Mozilla's Open Letter To Expert Committee Drafting India's First Data Protection Law Slams Aadhaar Biometric Identity System
from the the-lizard-wrangler-speaks dept
Techdirt has been covering India’s monster biometric database, Aadhaar, since 2015. Media in India, naturally, have been on the story longer, and continue to provide detailed coverage of its roll-out and application. But wider knowledge of the trailblazing identity project remains limited. One international organization that has been working to raise awareness is Mozilla, home of the Firefox browser and Thunderbird email client.
Last May, an opinion piece entitled “Aadhaar isn’t progress — it’s dystopian and dangerous“, by Mozilla Executive Chairwoman and Lizard Wrangler Mitchell Baker and Mozilla community member Ankit Gadgil, appeared in India’s Business Standard newspaper. In July 2017, Mozilla released a statement on the Indian Supreme Court hearings on Aadhaar. A blog post in November pointed out that the Aadhaar system is increasingly being used by private companies for their services, something Techdirt covered earlier. Similarly, after it was revealed that anybody’s Aadhaar details could be bought for around $8 each, Mozilla issued a statement saying “this latest, egregious breach should be a giant red flag to all companies as well as to the UIDAI [Unique Identification Authority of India] and the [Indian] Government.”
Following the creation of a committee to draft India?s first comprehensive data protection law, Mozilla has now paid for an open letter to appear in The Hindustan Times. It was written by Baker, and co-signed by 1,447 Mozilla India community members. Although the letter welcomes the work being carried out by the committee of experts, it criticizes Aadhaar for its many failings, and points out some serious omissions in the committee’s report on data protection:
The current proposal exempts biometric info from the definition of sensitive personal information that must be especially protected. This is backwards, biometric info is some of the most personal info, and can?t be “reset” like a password.
The design of Aadhaar fails to provide meaningful consent to users. This is seen, for example, by the ever increasing number of public and private services that are linked to Aadhaar without users being given a meaningful choice in the matter.
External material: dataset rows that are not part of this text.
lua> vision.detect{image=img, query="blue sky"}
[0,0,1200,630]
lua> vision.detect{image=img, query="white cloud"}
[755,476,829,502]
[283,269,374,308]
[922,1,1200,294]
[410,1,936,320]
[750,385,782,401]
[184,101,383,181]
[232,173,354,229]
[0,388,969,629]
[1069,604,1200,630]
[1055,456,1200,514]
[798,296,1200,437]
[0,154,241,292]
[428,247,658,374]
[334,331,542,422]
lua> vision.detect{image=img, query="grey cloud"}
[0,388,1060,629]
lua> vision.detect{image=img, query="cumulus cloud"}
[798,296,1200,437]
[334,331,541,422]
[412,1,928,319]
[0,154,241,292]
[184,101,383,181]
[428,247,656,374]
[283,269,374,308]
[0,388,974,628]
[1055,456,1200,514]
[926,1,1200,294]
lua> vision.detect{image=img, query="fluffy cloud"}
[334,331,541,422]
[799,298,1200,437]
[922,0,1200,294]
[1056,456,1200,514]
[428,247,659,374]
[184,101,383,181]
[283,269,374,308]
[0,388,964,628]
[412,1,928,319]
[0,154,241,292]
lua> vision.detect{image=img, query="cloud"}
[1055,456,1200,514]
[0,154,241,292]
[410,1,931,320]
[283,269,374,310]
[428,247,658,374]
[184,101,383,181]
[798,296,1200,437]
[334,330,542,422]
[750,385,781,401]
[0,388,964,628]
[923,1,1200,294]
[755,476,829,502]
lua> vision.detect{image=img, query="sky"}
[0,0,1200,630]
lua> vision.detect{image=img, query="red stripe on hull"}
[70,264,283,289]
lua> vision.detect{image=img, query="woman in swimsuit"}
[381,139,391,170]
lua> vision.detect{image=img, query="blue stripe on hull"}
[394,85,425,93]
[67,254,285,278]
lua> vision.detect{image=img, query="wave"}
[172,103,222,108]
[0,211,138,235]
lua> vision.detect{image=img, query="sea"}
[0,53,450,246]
This can and should be remedied by stronger consent, data minimization, collection limitation, and purpose limitation obligations.
Instead of crafting narrow exemptions for the legitimate needs of law enforcement, you propose to exempt entire agencies from accountability and legal restrictions on how user data may be accessed and processed.
Your report also casts doubt on whether individuals should be allowed a right to object over how their data is processed; this is a core pillar of data protection, without a right to object, consent is not meaningful and individual liberty is curtailed.
On a Web page called “Key challenges and the way forward“, Mozilla calls on the Indian government to “pause further roll out of Aadhaar until the major problems with Aadhaar have been addressed.” It also has a further suggestion:
The Indian government must release Aadhaar as true open source software rather than use language of open source, and encourage the use, development, and adoption of open source as a pillar of the Aadhaar system
Of course, you might expect an open source foundation like Mozilla to say that, but nonetheless it’s good to see what is at heart a software organization engaging with global problems that affect huge numbers of people in this way. Others should do the same.